[Date Prev][Date Next][Thread Prev][Thread Next]
[Date Index]
[Thread Index]
- Subject: Re: Load large amount of data fast
- From: Sean Conner <sean@...>
- Date: Sun, 17 Oct 2010 06:13:24 -0400
It was thus said that the Great Alexander Gladysh once stated:
> Hi, list!
>
> Apologies for a lazy question, I have not done my own homework.
>
> I've got a large file (3M entries, 250 MB) with data.

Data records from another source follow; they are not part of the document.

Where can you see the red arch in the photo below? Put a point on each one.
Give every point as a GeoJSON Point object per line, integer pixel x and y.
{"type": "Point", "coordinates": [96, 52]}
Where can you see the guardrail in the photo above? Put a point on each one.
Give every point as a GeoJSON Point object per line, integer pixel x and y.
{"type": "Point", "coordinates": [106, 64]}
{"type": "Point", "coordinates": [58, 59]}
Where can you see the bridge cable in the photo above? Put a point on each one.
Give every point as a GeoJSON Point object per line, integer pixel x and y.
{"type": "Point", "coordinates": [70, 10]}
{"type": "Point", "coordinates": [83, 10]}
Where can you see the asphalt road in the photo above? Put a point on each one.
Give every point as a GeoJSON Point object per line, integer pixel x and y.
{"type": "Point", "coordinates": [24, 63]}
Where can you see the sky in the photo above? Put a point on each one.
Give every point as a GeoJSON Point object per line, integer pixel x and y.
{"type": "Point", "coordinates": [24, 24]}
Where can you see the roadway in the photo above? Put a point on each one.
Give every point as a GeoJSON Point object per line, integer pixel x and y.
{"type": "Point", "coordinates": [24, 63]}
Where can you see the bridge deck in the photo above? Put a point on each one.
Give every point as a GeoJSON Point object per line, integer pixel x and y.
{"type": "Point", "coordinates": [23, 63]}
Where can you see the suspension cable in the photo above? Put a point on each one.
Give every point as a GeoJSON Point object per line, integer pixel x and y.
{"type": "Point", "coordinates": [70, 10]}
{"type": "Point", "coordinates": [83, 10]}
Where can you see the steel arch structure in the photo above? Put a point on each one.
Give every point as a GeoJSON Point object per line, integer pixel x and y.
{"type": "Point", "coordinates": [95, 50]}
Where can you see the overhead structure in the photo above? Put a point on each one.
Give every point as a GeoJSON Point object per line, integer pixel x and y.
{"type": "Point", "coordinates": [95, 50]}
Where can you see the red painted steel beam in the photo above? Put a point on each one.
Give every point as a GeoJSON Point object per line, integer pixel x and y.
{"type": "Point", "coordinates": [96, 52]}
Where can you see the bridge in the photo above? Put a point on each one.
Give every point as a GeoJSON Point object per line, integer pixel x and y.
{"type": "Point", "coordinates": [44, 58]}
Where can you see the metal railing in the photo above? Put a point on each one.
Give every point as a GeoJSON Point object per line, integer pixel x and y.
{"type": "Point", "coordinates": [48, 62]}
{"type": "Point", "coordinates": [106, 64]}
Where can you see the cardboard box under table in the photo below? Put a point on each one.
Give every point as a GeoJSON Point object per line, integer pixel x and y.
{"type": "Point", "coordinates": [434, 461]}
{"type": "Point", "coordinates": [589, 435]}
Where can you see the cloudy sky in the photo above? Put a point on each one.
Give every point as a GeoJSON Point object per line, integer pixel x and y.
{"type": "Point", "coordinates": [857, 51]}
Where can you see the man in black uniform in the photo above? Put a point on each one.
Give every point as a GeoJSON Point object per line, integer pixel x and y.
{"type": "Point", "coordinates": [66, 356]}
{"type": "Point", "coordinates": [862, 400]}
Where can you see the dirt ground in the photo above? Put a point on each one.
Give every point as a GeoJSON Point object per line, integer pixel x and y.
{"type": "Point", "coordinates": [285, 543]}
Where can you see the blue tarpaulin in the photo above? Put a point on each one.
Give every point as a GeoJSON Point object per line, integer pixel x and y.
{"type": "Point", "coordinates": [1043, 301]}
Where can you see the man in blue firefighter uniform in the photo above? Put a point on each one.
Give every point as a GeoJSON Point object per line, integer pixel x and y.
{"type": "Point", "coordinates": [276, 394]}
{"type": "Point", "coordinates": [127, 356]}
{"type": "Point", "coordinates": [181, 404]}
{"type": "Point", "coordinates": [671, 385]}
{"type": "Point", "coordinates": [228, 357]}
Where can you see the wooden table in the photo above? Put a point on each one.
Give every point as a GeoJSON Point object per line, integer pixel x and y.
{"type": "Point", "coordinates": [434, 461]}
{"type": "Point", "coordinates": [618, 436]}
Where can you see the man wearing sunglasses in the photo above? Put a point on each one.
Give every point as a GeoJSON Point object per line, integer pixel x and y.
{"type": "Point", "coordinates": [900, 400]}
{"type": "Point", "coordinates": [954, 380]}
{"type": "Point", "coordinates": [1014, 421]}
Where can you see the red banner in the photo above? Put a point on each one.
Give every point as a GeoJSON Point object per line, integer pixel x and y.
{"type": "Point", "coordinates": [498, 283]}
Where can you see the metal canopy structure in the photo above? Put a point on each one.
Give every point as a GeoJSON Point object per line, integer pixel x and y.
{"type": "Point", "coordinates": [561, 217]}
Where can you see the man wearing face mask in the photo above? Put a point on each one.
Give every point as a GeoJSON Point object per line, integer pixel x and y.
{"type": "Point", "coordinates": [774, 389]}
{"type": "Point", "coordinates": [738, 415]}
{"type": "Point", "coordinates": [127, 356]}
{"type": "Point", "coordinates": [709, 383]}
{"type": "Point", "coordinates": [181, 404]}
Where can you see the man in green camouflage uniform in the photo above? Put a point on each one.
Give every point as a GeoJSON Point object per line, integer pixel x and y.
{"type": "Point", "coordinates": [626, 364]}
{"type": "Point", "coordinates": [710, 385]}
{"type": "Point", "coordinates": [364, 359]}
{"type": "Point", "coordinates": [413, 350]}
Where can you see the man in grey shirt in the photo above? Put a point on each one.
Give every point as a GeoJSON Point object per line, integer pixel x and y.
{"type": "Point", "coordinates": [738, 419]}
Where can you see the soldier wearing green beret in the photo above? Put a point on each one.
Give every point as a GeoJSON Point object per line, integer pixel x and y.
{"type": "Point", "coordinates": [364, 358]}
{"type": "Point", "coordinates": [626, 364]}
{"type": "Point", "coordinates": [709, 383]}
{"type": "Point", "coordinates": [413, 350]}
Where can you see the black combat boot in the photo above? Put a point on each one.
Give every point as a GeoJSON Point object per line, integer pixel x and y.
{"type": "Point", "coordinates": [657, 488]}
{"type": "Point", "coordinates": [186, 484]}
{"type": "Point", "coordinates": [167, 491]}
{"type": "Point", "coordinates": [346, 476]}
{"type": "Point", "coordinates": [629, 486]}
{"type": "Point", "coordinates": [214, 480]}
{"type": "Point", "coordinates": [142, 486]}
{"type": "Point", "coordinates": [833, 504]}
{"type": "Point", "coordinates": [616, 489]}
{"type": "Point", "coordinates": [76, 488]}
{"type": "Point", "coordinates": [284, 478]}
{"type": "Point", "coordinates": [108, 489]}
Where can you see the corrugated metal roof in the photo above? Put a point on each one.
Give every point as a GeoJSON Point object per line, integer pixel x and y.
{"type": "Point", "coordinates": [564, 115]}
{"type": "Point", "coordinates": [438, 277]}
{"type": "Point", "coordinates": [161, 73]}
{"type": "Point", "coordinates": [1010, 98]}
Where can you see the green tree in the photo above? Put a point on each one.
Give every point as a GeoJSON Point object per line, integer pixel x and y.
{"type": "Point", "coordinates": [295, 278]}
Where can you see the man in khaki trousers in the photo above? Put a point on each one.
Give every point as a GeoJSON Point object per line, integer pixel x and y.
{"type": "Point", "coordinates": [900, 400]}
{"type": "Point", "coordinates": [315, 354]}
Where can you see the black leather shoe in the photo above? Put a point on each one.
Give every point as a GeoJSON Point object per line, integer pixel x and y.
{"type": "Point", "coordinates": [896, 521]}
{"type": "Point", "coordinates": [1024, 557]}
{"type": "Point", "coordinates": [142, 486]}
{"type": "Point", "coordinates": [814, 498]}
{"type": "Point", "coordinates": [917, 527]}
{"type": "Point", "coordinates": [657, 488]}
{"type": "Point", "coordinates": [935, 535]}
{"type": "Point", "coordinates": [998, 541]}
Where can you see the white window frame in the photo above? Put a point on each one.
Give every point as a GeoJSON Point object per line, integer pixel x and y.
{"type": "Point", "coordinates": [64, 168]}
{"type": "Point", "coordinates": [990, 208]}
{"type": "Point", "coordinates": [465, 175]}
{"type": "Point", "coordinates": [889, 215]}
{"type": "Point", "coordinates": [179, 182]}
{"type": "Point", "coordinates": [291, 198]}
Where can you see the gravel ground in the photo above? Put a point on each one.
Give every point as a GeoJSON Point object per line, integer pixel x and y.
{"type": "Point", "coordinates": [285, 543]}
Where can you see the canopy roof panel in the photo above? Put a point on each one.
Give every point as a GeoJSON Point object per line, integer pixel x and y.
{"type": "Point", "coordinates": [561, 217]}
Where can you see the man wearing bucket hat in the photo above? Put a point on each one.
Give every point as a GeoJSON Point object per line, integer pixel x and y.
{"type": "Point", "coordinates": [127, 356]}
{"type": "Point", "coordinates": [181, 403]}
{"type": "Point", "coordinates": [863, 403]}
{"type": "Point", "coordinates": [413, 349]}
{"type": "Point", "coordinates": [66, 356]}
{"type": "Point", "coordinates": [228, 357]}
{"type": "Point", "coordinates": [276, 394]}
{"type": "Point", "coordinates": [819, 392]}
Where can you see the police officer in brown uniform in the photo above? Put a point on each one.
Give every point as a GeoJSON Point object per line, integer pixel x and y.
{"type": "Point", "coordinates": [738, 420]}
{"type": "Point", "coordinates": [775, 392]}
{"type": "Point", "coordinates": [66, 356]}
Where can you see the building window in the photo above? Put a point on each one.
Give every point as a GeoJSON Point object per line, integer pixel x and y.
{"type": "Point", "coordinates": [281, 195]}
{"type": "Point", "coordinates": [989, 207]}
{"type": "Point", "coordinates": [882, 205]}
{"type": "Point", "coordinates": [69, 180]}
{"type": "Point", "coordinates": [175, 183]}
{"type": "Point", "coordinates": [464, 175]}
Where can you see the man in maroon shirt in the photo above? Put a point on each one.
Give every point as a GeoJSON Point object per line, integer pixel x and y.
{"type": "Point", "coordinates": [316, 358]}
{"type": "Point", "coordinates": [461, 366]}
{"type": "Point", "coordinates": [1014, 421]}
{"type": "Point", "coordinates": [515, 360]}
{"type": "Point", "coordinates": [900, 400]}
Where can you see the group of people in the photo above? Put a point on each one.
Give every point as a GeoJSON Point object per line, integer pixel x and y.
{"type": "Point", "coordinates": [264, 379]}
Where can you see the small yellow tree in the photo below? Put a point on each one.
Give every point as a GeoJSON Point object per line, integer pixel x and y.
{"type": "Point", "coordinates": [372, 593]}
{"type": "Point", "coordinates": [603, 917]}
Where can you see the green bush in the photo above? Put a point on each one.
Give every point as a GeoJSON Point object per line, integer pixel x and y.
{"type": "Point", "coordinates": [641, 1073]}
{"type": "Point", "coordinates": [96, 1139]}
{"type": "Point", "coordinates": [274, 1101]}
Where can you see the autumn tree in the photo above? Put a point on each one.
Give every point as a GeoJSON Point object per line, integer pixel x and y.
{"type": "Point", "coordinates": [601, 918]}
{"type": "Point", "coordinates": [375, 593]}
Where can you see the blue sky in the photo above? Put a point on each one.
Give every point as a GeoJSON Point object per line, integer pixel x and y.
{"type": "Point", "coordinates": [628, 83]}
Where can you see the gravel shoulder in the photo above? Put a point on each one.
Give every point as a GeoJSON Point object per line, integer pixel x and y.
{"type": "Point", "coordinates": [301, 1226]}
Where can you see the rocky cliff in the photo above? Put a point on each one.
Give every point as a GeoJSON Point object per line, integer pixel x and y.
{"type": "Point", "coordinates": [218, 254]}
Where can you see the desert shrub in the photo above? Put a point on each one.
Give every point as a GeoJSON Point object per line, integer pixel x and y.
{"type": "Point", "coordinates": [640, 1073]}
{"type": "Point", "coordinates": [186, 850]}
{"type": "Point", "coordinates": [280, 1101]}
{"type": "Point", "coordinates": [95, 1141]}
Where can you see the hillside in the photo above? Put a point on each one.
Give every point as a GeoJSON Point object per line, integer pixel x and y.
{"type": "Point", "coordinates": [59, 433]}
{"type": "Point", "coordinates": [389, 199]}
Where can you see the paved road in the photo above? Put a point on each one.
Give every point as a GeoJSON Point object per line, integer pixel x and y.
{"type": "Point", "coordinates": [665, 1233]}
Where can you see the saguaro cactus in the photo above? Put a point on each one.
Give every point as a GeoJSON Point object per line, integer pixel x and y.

> Each entry is one line with a small Lua table:
>
> { foo = 1; bar = 2; baz = 'text' };
>
> (Actually, there are two different entry formats, but that does not matter.)
>
> I need to load this data fast enough. (Faster than several hours that
> my original loader runs on LJ2, and it still had not stopped.)
>
> So, if you know an implementation than ad-hoc unoptimized one below,
> please share.
Under the assumption that you could either generate the data as an actual
Lua script, or massage the data into a Lua script, I generated a file with
3M entries that looks like:
res = {}
function init()
table.insert(res,{ foo = 1 , bar = 2 , baz = 'text1' })
table.insert(res,{ foo = 1 , bar = 2 , baz = 'text2' })
...
table.insert(res,{ foo = 1 , bar = 2 , baz = 'text4094' })
table.insert(res,{ foo = 1 , bar = 2 , baz = 'text4095' })
table.insert(res,{ foo = 1 , bar = 2 , baz = 'text4096' })
end
init()
function init()
table.insert(res,{ foo = 1 , bar = 2 , baz = 'text4097' })
table.insert(res,{ foo = 1 , bar = 2 , baz = 'text4098' })
table.insert(res,{ foo = 1 , bar = 2 , baz = 'text4099' })
...
table.insert(res,{ foo = 1 , bar = 2 , baz = 'text2999999' })
table.insert(res,{ foo = 1 , bar = 2 , baz = 'text3000000' })
end
init()
Each time init() is defined, 4,096 records are inserted into res. I limited
it to 4,096 because LuaJIT 2.0.0-beta2 (the version I currently have
installed) has an even lower limit of constants per function than Lua and
found (for my own huge script) that a limit of 4,096 works fine for both
LuaJIT and Lua.
I then ran lua and luajit over this file and timed the results:
[spc]lucy:/tmp/foo>time lua data1
real 0m32.067s
user 0m29.807s
sys 0m1.747s
[spc]lucy:/tmp/foo>time luajit data1
real 3m21.539s
user 0m25.572s
sys 0m18.276s
Yes, LuaJIT did worse than Lua. Some more data:
Computer: Intel(R) Pentium(R) D CPU 2.66GHz (dual core)
1G RAM (low I know)
Linux 2.6.9
Lua: 5.1.4 with all patches applied
LuaJIT: 2.0.0-beta2
Script to generate data file:
MAX = 4096
local file = io.open("data1","w")
file:write("res = {}\nfunction init()\n")
cnt = 0
for i = 1,3000000 do
if cnt == MAX then
file:write("end\ninit()\nfunction init()\n")
cnt = 0
end
file:write("table.insert(res,{ foo = 1 , bar = 2 , baz = 'text" .. i .. "'})\n")
cnt = cnt + 1
end
file:write("end\ninit()\n")
file:close()
-spc